3. The contention of the accused is that the provision for payment of margins was intended to minimize the chance of loss by reason of failure on the part of the buyer or seller to make payment or to give delivery as the case may be. It is further contended that although the accused or the persons with whom they dealt were not possessed of any stock of jute, or godowns for the storage thereof, delivery could be and was intended to be effected by means of delivery orders which enabled the holder to obtain delivery from jute balers or other persons who were possessed of stocks of jute. They further contend that several deliveries had in fact been made in this manner; that owing to the cornering of jute by a certain dealer many transactions had to be settled in December by the payment of differences; but that there is no proof, or no sufficient proof, that the transactions which were for delivery in March would not have been completed in some cases at least by delivery.

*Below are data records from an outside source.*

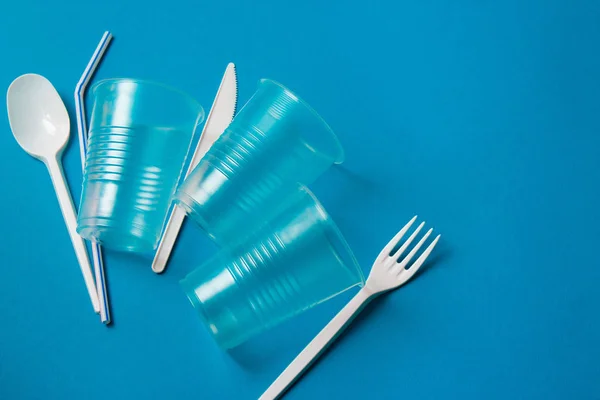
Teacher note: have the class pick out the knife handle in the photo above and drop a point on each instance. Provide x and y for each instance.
(168, 239)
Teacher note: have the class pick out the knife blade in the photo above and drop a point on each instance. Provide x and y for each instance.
(219, 117)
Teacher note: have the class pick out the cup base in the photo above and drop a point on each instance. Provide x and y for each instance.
(114, 237)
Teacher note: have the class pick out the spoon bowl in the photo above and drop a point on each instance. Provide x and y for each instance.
(40, 123)
(38, 117)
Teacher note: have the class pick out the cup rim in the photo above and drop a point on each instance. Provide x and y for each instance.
(339, 241)
(145, 82)
(335, 140)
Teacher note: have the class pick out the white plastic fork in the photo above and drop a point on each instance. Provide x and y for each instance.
(389, 272)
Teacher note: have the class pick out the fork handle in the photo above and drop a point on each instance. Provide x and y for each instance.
(318, 345)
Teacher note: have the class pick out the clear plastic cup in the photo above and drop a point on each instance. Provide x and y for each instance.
(295, 261)
(140, 134)
(276, 142)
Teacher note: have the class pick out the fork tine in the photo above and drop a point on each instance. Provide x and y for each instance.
(414, 250)
(405, 245)
(392, 243)
(406, 274)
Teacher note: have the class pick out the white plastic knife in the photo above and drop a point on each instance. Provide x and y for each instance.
(219, 118)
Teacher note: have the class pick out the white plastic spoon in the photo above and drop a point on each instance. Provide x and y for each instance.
(40, 123)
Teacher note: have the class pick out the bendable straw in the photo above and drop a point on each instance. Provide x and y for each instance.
(82, 133)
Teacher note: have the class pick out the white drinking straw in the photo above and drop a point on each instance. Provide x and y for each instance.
(82, 134)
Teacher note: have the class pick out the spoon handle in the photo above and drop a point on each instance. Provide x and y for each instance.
(68, 210)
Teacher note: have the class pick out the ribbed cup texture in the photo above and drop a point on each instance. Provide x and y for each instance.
(130, 176)
(261, 157)
(296, 260)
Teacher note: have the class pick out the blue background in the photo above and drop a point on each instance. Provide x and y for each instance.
(480, 116)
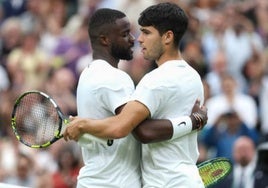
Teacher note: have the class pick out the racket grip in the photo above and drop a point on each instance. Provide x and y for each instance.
(86, 139)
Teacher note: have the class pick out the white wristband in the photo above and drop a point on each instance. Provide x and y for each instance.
(86, 140)
(181, 126)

4. The Chief Presidency Magistrate is in my judgment right in saying that the only question in the case is as to the real nature of the business done. On this question it is quite true that the defence have done nothing to prove the genuineness of such business. They have not produced their books or customers to speak to any particular transactions and give evidence of their genuine character. They are entitled however to say that it is for the prosecution to prove the offence. In the first place it is clear, both, from the contract itself and from the evidence, that the business was to be done according to certain clearing house procedure : the delivery order for example, by Clause 23 of the contract between modi and bepari was to be obtained by the modi from the clearing house. Now the association kept a delivery book as under this system it would have to do. In spite of evidence which shows that a very large volume of business - the exact amount is of small importance - was being transacted by members of the association, the records of the association disclose, as the Magistrate has conclusively shown in his judgment, that delivery orders for 250 bale3 from each of three jute balers represent the only cases in which there can have been any question of delivery. In no single one of these cases was delivery ever given in fact. It appears that two orders were paid for by the secretary of the association. They were sold and then resold to the sellers who got them back with a substantial profit in a few days. One of the balers from whom a delivery order was obtained is shown to have been in liquidation and to have had no godowns for months, and there is no evidence of money having been paid for this delivery order. There is no evidence of any delivery order having been taken or given in connexion with any transaction conducted at this place. The conclusion of the Magistrate is that these, delivery orders are not genuine but were a mere 'blind,' the possession of them being intended to conceal the fact that delivery was not intended at all.

5. Upon a careful consideration of the evidence I am of opinion that the Magistrate was right in thinking that the case against the accused was proved and in my judgment the rule must be discharged.